Offshore wind could be valuable in a real-time PPA thanks to the uniformity of its generation profile. Many offshore wind farms have capacity factors around 50 percent, significantly higher than most onshore wind and solar plants. And offshore wind has a flatter load profile, Blum noted.
Last year consultancy firm E3 compared the generation profiles (PDF) of solar, onshore wind and offshore wind in California, in a study conducted for developer Castle Wind. The capacity factor of an onshore wind farm swings between 20 percent and 45 percent over the course of a day. Solar soars during daylight hours and drops to nothing at night. Offshore wind, however, hovers between 45 percent and 55 percent all day long, the study found.
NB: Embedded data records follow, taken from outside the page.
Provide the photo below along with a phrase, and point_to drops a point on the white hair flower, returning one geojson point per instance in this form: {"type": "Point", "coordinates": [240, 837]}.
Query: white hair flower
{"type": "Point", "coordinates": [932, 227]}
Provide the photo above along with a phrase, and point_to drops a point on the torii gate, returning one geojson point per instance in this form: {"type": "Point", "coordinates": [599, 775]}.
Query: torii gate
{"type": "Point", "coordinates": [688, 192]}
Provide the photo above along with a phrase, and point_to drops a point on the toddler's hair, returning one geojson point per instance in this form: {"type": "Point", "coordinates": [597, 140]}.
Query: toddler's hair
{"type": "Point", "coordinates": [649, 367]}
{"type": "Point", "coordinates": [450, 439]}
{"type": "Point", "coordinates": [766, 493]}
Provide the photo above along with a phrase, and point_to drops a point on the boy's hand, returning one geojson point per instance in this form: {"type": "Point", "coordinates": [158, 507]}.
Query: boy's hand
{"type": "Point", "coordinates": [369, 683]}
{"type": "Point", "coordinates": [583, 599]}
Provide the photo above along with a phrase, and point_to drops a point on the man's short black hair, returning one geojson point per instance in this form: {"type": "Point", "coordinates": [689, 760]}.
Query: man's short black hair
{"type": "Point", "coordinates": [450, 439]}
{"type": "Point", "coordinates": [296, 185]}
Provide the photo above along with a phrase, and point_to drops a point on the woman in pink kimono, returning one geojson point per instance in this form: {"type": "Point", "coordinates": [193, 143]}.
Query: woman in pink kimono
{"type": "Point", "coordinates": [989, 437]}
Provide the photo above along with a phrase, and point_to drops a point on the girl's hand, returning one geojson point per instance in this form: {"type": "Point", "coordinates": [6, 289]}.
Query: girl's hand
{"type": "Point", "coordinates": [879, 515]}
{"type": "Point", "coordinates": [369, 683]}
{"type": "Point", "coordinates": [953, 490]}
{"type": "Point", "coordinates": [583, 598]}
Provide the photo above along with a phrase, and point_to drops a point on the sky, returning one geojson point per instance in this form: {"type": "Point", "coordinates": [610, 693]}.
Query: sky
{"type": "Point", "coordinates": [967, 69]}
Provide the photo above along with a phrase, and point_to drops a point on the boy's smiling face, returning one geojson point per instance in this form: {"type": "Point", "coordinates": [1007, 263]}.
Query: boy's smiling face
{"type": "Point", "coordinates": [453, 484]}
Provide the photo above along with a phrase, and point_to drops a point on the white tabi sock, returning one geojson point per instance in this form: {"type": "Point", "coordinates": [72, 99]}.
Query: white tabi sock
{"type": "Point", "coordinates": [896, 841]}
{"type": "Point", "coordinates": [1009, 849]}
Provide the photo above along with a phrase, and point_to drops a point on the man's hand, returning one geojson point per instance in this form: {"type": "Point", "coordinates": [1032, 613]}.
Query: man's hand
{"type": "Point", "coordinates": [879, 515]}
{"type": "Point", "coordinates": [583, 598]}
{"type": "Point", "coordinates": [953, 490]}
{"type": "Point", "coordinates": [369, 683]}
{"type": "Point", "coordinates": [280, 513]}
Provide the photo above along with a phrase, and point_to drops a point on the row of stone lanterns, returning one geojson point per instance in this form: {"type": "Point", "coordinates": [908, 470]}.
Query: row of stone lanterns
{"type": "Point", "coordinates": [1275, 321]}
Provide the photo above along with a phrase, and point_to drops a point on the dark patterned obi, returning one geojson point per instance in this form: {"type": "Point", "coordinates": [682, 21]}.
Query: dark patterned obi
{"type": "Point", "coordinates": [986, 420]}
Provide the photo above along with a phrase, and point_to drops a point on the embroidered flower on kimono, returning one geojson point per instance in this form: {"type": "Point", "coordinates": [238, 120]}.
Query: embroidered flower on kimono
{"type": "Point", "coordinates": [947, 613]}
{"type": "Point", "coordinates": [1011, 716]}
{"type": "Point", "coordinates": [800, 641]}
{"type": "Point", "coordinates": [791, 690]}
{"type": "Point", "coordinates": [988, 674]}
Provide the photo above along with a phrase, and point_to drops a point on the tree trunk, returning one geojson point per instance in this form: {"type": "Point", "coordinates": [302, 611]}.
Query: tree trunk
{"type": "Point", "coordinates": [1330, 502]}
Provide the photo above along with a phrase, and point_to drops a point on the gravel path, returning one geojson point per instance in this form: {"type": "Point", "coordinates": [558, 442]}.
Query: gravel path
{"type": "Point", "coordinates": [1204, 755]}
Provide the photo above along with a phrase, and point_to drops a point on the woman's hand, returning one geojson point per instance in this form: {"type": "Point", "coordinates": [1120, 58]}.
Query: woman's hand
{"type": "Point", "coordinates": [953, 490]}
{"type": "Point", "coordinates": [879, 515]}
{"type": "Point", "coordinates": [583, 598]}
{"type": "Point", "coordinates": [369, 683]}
The generation profiles of solar, onshore wind and offshore wind. (Credit: E3/Castle Wind)
Then there’s the geographic benefit of offshore wind. Not every market has the cheap land of Oklahoma or sunny skies of California. Like much of Western Europe, states along the U.S. East Coast may not have many other options for new large-scale generation, particularly if they don’t want to build gas-fired capacity.
Edison Energy just opened a European-focused subsidiary, Altenex Energy, and is already working on deals where power is drawn from multiple sources and technologies. That blended approach plays into the hands of Ørsted and other offshore wind developers.
The corporate market for real-time matching of renewables is still in its infancy. For now, “19 out of 20” offtakers can get what they want from a more familiar PPA design, said Ørsted’s Errboe.
But the market for real-time matching deals is growing and becoming more creative. Norway’s Statkraft recently signed such a PPA with German automaker Daimler. (Statkraft’s task is made easier by its vast hydro resources.) Google signed a 350-megawatt deal with NV Energy that will use solar and batteries.
Ørsted has seen increased inquiries on real-time matching PPAs, and the company is looking into how it could meet that requirement, Errboe said. He declined to say what sort of technology mix would be needed but said it would almost certainly include offshore wind.
Despite the potential for corporate offshore wind deals, the commercial and industrial segment is unlikely to drive the offshore wind market any time soon. Government-backed tenders and other revenue-stabilizing measures have pulled in billions in investments in Europe alone, and they’re likely to continue underpinning projects for the foreseeable future, even as offshore wind prices drop.
“We are skeptical that purely merchant projects paired with a corporate PPA can attract the large volumes of investment necessary to install offshore wind at the scale and the pace needed to fully decarbonize Europe by 2050, as is laid out in the Green Deal,” says Errboe.
For now, at least, it looks like offshore wind may have more to offer the corporate PPA market than the other way around.